China yesterday reported a US$55 billion surplus on its capital and financial account for the first quarter, a sign that inflows from surging foreign investment and money brought in by commercial banks is putting increasing liquidity pressures on the world's third-biggest economy.

As speculation about a stronger yuan heightens, Beijing is also facing an uphill task to rein in hot money inflows, economists said.

It was the first time the State Administration of Foreign Exchange published quarterly data for the country's balance of international payments. The foreign-exchange regulator didn't provide comparative figures for the year-earlier period, but for the first half of 2009, the surplus on the capital and financial account was calculated at US$61 billion.

'Our latest research shows that hot money inflows have accelerated since late March due to an influx of capital betting on yuan appreciation and to take advantage of investment opportunities in the property and agricultural sectors,' said Li Youhuan, a professor at the Guangdong Academy of Social Sciences, a renowned researcher of fund flows.

'The speculative capital would prove a big threat to the local economy because of its aggressive way of playing the markets,' he said.

China attracted US$17.5 billion of foreign direct investment in the first quarter and Li said the remaining US$37.5 billion of surplus on the capital account included investments by China's sovereign wealth fund into domestic companies and foreign exchange turned in by commercial lenders as Beijing raised the banks' reserve requirement ratio twice in the first quarter.
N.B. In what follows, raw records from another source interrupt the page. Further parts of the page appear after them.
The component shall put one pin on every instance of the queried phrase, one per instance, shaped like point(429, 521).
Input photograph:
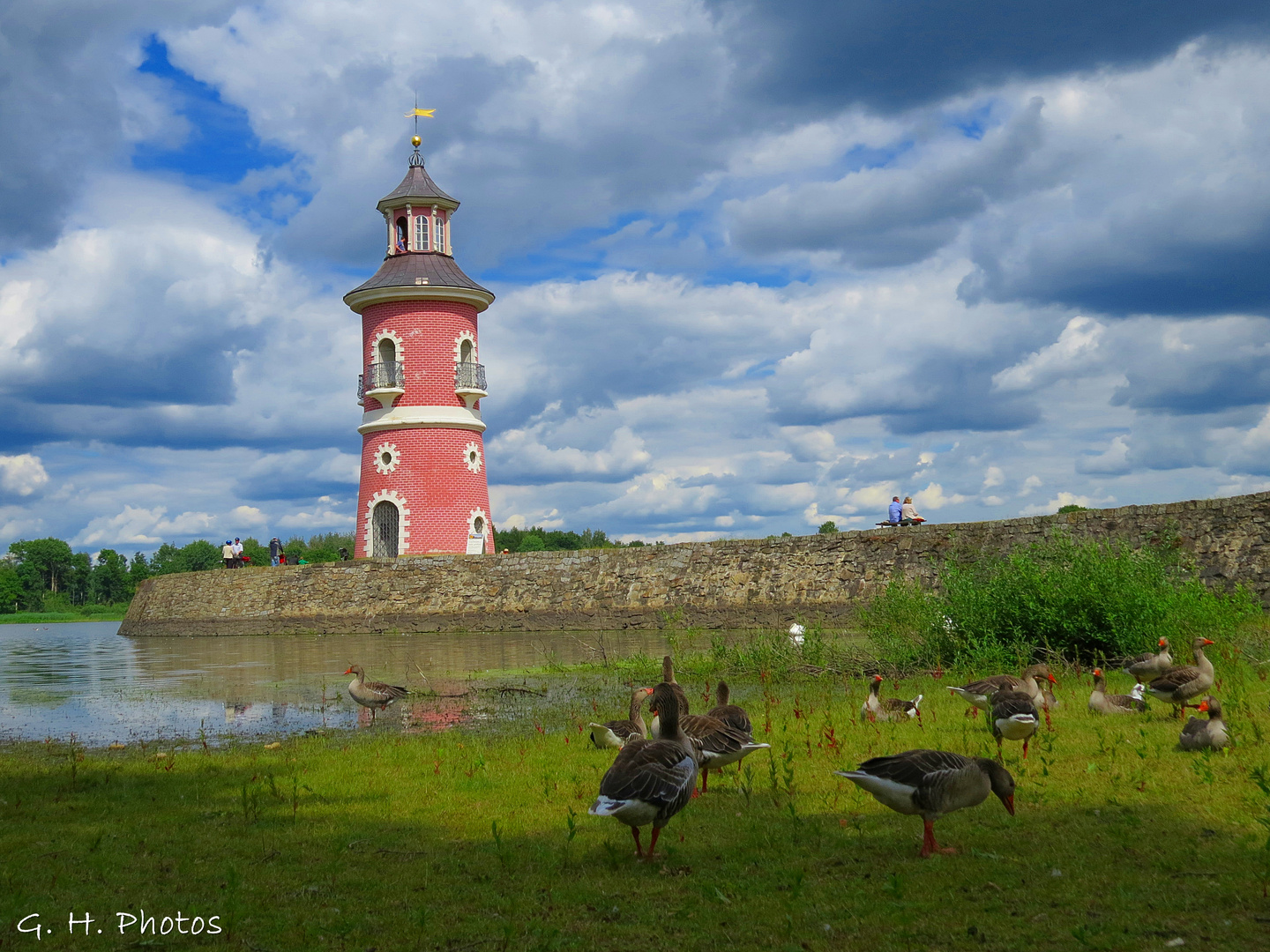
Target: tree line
point(46, 576)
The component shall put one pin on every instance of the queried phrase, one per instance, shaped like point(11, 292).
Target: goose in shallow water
point(892, 709)
point(931, 784)
point(372, 693)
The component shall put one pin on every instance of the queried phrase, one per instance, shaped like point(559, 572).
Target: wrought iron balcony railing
point(381, 376)
point(470, 376)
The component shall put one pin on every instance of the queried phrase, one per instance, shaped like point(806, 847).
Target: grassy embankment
point(88, 614)
point(470, 841)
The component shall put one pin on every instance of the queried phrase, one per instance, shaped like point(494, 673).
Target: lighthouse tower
point(423, 462)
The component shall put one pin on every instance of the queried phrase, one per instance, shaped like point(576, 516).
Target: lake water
point(86, 680)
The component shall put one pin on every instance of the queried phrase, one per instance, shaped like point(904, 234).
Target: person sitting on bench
point(908, 513)
point(894, 512)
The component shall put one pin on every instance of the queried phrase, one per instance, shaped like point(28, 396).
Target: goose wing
point(1007, 703)
point(1175, 678)
point(657, 772)
point(733, 716)
point(914, 767)
point(990, 686)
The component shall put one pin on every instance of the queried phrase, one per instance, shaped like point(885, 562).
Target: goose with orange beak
point(931, 784)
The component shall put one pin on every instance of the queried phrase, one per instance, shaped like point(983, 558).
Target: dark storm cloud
point(1208, 367)
point(813, 55)
point(893, 216)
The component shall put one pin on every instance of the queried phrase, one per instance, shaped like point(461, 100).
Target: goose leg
point(929, 845)
point(652, 847)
The reserve requirement ratio is the percentage of total deposits that banks are required by the People's Bank of China to set aside and save with the central bank. Chinese banks can use foreign-exchange to increase their reserves.

'Without a full set of official figures, it is therefore impossible to work out a clear-cut figure for the hot money inflows,' Li said.

China's capital account surplus blew out from US$19 billion in 2008 to US$144.8 billion last year.

In the first quarter, the country's current-account surplus that covers trade in goods and services, declined 48 per cent to US$40.9 billon from a year ago.

The country's foreign reserve hit a record US$2.45 trillion at the end of March, the People's Bank of China said last month. For the first three months, the surpluses on both capital and current accounts added US$95.9 billion to the mainland's forex reserve.

'While the trade surplus is down, other drivers resulted in an additional US$95.9 billion going into the official reserve, generating appreciation pressure on the currency,' said Jinny Yan, an economist with Standard Chartered Bank.

Li Huiyong, an analyst with Shenyin & Wanguo Securities, predicted that the country could still post a trade surplus of US$100 billion this year despite slower export growth.

The SAFE said the publication of the quarterly data for international payments was aimed at enhancing transparency.